4) I. Ciò mi fa pensare anche alla razionalità burocratica, una caratteristica dell'organizzazione sociale
E' uno dei mali più gravi per la vita dell'uomo. Il fenomeno burocratico significa infatti che una classe professionale ben precisa, si assume il compito di amministrare e regolare i pensieri degli altri. Per finire, i burocrati diventano i veri potenti, i dirigenti della società. Ma cosa li legittima? Quali capacità hanno se non ottusità, se non l'incapacità di essere vivi, se non la tendenza a incasellare, se non a voler far sempre le stesse cose, hanno paura del nuovo, del fresco, dell'avventura, di tutto ciò che rende la vita interessante.

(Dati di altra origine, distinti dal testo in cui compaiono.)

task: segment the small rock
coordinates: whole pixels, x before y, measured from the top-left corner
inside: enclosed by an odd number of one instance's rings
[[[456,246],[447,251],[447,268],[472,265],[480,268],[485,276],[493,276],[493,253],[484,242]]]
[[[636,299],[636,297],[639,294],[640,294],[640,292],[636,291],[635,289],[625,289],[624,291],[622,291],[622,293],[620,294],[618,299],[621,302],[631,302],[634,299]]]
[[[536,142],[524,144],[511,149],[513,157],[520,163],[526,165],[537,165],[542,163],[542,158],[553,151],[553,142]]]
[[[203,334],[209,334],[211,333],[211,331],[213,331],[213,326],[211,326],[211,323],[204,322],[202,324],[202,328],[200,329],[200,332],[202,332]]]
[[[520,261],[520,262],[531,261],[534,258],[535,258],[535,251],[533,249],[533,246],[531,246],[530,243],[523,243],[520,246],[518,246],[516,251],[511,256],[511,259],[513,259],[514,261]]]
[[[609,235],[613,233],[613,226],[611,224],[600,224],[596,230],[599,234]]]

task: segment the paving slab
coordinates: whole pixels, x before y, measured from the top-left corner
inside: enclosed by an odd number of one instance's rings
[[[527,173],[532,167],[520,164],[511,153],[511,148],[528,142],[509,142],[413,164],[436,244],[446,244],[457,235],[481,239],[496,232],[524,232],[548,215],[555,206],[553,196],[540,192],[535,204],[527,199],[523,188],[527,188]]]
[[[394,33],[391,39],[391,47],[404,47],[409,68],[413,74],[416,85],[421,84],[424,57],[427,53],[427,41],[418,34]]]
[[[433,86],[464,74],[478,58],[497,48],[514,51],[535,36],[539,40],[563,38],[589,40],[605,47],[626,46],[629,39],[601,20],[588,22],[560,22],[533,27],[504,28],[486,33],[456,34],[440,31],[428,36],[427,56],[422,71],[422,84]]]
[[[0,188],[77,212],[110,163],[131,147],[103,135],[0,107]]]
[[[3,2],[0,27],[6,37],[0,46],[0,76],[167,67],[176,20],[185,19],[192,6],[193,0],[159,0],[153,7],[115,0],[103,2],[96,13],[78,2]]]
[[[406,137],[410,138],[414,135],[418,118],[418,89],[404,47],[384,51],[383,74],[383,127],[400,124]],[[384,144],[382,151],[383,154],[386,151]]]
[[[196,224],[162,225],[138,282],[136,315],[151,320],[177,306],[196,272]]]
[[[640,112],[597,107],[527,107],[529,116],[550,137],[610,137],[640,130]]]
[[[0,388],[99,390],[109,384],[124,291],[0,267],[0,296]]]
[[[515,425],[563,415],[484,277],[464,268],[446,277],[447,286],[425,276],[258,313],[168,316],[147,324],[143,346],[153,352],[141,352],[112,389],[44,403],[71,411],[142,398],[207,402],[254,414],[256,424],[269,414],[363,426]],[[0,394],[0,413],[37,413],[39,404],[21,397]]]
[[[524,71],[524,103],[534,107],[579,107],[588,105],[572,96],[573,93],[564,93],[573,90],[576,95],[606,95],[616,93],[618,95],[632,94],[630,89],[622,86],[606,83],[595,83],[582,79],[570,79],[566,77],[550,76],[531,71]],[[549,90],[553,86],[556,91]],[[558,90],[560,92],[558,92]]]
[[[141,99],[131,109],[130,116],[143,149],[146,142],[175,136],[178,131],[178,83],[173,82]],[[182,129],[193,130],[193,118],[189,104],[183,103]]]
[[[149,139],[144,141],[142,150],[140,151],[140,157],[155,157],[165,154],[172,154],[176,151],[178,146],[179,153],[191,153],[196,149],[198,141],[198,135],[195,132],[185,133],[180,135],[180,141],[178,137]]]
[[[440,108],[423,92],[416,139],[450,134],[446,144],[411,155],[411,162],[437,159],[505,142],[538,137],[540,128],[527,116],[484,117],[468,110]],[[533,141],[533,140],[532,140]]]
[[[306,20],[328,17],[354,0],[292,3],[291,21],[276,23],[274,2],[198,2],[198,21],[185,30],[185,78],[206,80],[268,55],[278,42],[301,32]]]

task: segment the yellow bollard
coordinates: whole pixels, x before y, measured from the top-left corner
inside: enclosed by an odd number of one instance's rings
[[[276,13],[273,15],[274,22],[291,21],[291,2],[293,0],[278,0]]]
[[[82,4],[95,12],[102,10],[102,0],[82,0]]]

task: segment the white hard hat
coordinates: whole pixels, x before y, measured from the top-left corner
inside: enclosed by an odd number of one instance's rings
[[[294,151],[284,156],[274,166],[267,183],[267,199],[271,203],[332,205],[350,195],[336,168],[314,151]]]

5) I. Quali sono, allora secondo lei, i Valori fondamentali che dovrebbero guidarci?
Ma proporrei di leggere la Bibbia, forse Marx, forse Tommaso d'Aquino, ma certamente non i libri che spiegano come si ottiene il massimo profitto. La domanda fondamentale è infatti: qual'è lo scopo della vita? Diventare più umani o produrre di più? Questa è già la distinzione più importante di Marx tra capitale e lavoro. Lavoro è la vita, l'attività viva dell'uomo, capitale è ciò che si è accumulato nel passato. L'opposizione tra lavoro e capitale non è in definitiva per Marx, come s'intende comunemente, il problema dell'interesse di classe ma l'opposizione tra la vita e le cose, che deve determinare la vita? Il capitale? Le cose? Ciò che è morto, accumulato? Oppure il lavoro? Ciò che è vivo, umano?
6) I. E' anche l'opposizione tra l'avere e l'essere?
E' esattamente la stessa: l'avere è il lavor accumulato, l'essere è l'attività umana, certo non una attività semplicemente tale, come portare delle pietre da un posto all'altro, questa non è attività umana.
7) I. Cosa vuol dire essere?
Essere vivo, interessato, vedere le cose, vedere l'uomo, ascoltare l'uomo, immedesimarsi nel prossimo, sentire se stessi, rendere la vita interessante, fare della vita qualcosa di bello e non di noioso.